Génesis o El Arco Iris en tu piel


Desde las profundidades del abismo, te observaba deslumbrado por la luz. Era solo un ser del infierno atormentado por el brillo que nunca sería suyo. En la ausencia de color, la unión de todos ellos era regalo más preciado y tú los llevabas relucientes en la piel. Miraba mis negras manos y temblaba al pensar lo que sería deslizarlas por la curva de la nívea cintura, rodear el cuello pálido y verme envuelto en la albura que tus brazos creaban.
Te deseaba y te odiaba, tan blanca en un mundo vetado para los que eran como yo.

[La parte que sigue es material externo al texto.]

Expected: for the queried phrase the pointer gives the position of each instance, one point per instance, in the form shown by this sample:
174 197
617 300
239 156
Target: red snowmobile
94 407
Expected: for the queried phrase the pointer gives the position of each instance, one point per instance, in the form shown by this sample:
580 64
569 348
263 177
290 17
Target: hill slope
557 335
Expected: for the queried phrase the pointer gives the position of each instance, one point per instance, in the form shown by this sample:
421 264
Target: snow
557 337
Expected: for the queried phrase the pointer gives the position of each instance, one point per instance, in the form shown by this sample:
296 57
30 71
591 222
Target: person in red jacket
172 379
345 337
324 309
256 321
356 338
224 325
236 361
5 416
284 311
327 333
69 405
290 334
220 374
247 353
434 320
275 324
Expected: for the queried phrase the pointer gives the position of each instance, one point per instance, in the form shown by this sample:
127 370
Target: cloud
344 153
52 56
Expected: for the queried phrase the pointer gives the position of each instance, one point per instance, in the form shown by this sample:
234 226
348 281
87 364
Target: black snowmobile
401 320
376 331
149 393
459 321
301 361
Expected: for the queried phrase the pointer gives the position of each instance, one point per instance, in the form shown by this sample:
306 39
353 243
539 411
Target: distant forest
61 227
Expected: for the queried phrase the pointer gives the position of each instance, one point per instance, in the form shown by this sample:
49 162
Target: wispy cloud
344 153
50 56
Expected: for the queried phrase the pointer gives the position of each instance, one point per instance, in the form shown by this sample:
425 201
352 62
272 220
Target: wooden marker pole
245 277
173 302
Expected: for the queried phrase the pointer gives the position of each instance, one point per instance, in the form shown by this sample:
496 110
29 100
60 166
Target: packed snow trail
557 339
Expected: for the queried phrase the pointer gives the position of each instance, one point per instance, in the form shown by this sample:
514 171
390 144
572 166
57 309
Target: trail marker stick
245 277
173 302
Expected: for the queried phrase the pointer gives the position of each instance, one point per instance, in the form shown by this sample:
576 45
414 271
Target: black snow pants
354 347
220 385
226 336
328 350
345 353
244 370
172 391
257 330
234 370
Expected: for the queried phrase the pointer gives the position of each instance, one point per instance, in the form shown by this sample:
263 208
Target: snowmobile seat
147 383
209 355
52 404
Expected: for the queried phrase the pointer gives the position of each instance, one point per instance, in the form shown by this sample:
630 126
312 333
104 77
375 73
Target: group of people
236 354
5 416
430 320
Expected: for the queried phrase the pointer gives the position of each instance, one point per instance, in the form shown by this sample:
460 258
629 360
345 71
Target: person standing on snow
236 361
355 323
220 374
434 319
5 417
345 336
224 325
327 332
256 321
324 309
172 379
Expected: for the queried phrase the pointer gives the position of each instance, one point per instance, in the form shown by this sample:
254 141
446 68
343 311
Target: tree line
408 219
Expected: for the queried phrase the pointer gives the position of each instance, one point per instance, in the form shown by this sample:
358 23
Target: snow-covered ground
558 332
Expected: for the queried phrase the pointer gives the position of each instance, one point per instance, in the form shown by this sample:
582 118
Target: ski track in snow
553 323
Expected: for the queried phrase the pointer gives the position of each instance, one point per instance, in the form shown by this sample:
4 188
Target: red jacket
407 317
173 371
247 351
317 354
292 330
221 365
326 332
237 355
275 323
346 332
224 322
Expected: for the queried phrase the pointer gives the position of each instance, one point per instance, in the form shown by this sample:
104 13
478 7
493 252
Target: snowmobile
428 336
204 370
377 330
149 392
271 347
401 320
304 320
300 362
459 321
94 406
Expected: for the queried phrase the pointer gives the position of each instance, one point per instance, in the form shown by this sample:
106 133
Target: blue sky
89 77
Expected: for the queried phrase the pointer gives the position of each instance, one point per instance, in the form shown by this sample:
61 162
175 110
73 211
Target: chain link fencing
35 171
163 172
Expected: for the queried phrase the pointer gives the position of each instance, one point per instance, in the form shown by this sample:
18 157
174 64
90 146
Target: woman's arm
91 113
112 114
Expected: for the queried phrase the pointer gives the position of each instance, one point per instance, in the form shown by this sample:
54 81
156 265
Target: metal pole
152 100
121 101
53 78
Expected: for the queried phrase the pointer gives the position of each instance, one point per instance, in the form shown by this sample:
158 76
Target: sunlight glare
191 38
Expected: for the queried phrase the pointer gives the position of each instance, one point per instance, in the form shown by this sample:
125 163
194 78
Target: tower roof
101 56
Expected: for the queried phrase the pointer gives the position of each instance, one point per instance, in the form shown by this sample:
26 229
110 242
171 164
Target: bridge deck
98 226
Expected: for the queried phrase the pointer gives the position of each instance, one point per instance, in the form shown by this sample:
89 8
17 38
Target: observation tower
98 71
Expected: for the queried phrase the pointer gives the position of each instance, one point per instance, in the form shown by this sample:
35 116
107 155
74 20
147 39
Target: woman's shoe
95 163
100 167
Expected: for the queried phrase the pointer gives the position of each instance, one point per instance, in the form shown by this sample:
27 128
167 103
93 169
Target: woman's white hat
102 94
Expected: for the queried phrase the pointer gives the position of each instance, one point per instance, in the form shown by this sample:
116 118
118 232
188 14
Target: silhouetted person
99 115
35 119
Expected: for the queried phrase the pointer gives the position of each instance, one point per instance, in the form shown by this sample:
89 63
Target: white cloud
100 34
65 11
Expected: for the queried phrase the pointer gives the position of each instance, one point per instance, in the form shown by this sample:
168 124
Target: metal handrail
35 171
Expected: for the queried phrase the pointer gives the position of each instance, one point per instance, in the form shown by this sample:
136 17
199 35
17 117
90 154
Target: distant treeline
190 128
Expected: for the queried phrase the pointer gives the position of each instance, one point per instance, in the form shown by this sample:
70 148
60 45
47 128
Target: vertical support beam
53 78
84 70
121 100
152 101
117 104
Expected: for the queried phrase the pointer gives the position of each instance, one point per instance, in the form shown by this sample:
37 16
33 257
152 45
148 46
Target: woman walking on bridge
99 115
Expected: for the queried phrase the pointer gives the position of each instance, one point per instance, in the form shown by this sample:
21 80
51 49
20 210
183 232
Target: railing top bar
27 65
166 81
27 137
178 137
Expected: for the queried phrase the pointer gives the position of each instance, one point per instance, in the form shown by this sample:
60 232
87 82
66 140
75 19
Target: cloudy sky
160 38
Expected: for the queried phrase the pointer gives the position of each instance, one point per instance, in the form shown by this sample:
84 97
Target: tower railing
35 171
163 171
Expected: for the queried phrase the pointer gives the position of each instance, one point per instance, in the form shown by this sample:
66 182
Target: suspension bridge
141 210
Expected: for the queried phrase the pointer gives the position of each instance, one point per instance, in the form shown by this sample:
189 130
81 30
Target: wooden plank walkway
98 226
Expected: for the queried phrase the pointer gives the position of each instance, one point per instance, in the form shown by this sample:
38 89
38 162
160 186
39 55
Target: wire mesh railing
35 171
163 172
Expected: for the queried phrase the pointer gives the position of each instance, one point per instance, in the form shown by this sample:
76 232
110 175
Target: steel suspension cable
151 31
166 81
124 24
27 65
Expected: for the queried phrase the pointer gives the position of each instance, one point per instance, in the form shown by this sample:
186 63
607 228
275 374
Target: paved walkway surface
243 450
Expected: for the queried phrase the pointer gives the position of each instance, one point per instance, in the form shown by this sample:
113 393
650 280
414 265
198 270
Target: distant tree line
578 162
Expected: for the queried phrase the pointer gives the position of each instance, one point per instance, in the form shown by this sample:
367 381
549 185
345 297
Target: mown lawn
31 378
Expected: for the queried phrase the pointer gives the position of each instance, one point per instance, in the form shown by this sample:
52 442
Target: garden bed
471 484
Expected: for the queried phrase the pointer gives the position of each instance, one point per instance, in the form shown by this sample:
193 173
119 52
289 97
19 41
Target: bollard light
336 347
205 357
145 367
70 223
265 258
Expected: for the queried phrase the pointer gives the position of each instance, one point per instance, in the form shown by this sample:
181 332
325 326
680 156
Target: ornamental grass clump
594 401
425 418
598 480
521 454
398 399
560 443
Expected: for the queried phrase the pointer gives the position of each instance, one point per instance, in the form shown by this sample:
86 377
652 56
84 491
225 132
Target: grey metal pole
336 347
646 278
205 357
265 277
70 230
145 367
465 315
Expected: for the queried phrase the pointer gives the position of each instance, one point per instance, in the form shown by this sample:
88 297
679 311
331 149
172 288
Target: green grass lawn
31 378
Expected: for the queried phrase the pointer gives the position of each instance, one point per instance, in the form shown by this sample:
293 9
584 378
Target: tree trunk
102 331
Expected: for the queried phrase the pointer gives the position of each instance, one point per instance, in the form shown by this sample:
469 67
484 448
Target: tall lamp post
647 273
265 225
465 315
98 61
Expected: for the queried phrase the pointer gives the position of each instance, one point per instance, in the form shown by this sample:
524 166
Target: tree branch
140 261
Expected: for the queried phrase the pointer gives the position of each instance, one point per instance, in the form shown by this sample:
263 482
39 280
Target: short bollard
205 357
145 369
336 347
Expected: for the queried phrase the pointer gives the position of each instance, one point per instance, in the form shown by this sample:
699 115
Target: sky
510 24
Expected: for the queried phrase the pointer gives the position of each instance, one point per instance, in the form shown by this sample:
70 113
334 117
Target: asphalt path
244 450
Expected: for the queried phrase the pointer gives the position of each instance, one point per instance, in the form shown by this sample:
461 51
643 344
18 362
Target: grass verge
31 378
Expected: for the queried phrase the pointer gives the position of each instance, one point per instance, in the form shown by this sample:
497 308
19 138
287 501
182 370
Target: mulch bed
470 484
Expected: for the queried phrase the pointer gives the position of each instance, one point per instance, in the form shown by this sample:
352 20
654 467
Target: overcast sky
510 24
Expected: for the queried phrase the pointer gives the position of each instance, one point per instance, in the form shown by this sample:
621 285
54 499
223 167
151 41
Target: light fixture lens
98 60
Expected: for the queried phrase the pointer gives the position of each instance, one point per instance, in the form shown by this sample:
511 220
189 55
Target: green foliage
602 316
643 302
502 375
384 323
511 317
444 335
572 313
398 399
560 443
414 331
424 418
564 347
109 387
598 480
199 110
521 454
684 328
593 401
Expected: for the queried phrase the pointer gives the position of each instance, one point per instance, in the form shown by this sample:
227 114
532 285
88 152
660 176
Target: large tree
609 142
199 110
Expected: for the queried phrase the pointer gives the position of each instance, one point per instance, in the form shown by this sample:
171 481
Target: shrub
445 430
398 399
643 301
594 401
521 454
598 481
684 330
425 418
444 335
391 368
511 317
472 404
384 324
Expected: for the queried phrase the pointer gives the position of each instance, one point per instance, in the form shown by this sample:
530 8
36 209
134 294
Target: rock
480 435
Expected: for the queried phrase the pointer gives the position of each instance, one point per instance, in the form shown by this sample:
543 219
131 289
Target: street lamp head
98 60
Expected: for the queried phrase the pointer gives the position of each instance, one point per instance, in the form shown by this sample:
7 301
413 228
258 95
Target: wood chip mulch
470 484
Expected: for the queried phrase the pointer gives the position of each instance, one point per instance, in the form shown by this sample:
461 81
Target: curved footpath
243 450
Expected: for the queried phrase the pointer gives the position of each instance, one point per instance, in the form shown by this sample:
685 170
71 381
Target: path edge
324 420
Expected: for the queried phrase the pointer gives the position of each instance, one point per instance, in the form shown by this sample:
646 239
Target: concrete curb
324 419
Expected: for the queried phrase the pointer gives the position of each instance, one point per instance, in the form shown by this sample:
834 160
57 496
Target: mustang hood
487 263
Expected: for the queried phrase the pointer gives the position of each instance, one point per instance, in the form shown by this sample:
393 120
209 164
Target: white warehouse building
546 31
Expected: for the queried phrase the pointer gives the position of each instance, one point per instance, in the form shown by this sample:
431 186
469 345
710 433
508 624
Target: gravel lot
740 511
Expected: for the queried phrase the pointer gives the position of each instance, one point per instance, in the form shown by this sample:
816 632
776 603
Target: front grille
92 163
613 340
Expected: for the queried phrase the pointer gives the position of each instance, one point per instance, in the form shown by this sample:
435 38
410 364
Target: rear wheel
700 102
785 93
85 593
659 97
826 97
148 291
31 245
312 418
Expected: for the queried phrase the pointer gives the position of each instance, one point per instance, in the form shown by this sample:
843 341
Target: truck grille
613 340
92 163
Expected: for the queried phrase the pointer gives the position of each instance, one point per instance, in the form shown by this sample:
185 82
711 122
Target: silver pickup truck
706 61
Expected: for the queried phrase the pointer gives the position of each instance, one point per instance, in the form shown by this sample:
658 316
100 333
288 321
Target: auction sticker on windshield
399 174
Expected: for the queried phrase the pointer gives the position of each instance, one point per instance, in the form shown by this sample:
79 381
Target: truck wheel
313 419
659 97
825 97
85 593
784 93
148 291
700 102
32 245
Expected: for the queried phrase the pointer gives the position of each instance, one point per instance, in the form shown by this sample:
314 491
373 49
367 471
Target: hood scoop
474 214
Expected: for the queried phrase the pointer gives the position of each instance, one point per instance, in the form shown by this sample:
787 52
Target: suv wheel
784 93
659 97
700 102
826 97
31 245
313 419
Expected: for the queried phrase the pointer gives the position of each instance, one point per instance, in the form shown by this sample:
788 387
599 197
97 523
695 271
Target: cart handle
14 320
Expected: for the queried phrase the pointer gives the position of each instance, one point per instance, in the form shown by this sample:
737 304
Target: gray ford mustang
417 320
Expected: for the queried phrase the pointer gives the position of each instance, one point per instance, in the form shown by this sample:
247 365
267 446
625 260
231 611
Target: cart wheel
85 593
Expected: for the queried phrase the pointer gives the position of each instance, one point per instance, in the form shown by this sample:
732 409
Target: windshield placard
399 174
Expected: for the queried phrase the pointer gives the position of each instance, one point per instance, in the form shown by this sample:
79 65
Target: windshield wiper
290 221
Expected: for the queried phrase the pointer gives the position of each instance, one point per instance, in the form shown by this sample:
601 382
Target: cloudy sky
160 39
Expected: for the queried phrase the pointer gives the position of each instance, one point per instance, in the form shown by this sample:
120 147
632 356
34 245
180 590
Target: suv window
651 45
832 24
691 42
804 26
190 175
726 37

Tanta obediencia ciega, tanta candidez angelical. Por no plegarme a las normas, entré en el único presidio eterno y en los arrebatos de furia tanta blancura se asemejaba a la del cadáver, a la muerte en su versión más fría. De qué servía tanta belleza si en lo más alto no te dejaban disfrutar de ella. Y tú asentías y consentías, y en las normas te solazabas sin una mínima chispa de vitalidad.
 Luego brillabas envuelta en luz y el deseo de mi alma oscura hendía en la carne hasta hacerme sollozar.
Si fue la intensidad de mi deseo o un ápice de lo que yo creía tu escaso juicio, no sé qué provocó que cayeses a las puertas de la prisión. Tu cuerpo postrado y lívido parecía una mortaja en su ataud, sólo el temblor de tu pecho permitía la ilusión de la esperanza. Abriste los ojos entonces y estaban tan ciegos como el resto de ti. Los enfocabas en el espacio que ocupaba mi sustancia, pero dudaba que semejante inocencia llegara a captar siquiera una brizna de la nada que era el mal.
Pero algo ocurrió. Y primero pálido, casi imperceptible, un un toque de azul empezó a nacer y tus iris se inundaron de agua, fresca y calma. Rodeó las pupilas blancas y se extendió hasta formar un aro perfecto. La esperanza que había sido una ilusión estalló en mi pecho al comprender que aún podía ser salvado.
El primer paso fue imperceptible, al siguiente tu forma etérea empezó a definirse con el rubor de la aurora. El tercero te expuso a la sombra que delineó apenas tus formas de mujer. Caminabas a mi encuentro y agarré las lenguas de fuego que eran los barrotes de mi oscura cárcel. El ébano destacó contra la brasa, que se hacía carbón en tu presencia. Tu nueva mirada heló entonces el fuego y estalló en una miríada de esquirlas que cambió la forma de aquella realidad.
Ya no era un páramo oscuro sino que renacía en verdes brotes que se iban extendiendo en la lejanía, coloreando lo que antes había sido el vacío.
Caí en la tentación de tocar la fruta prohibida. El pulgar trazó los contornos antes difusos de tu rostro. El ébano se iba asemejando a la caoba y la aurora ya era carne entre mis manos. La llama que había consumido mi alma en negro castigo amenazó con volver a destruirme. Y fue la frescura de tu esencia la que templó mis instintos más bajos, redimiéndome una vez más.
Pero tú ya no eras tú, ni lo serías jamás. El nuevo ser que despertaba se mostraba, si era posible siquiera, aún más hermoso en su terrenal existencia. Exudabas luz en cada aliento, pero no era una luz que cegara, sino un canto a la belleza en sus más delicados matices. En tus cabellos ondulados, en los que se mezclaban la fuerza de la tierra y lo etéreo de los rayos del sol; en tus pezones coralinos, tan sólo un tono más claro que tus voluptuosos labios, aquellos que se posaron sobre los míos, con provocadores besos de mariposa. Más oscura era tu lengua, ansiosa en el despertar del gusto, húmeda y áspera contra mi piel.
Caímos en el prado y retozamos sobre el verdín, envolviéndonos en la calidez de las margaritas amarillas. Nos mezclamos entre el barro y allí descubrimos nuestras partes más oscuras, entre gemidos de impaciencia y caricias enardecidas. Despertamos aquellos enclaves que, enrojecidos y húmedos, se perdían en la negrura del misterio. Sacudidos y embriagados, fundiéndonos en el calor de la vida.
Y vida creamos, completando los opuestos, derritiéndonos en un único ser.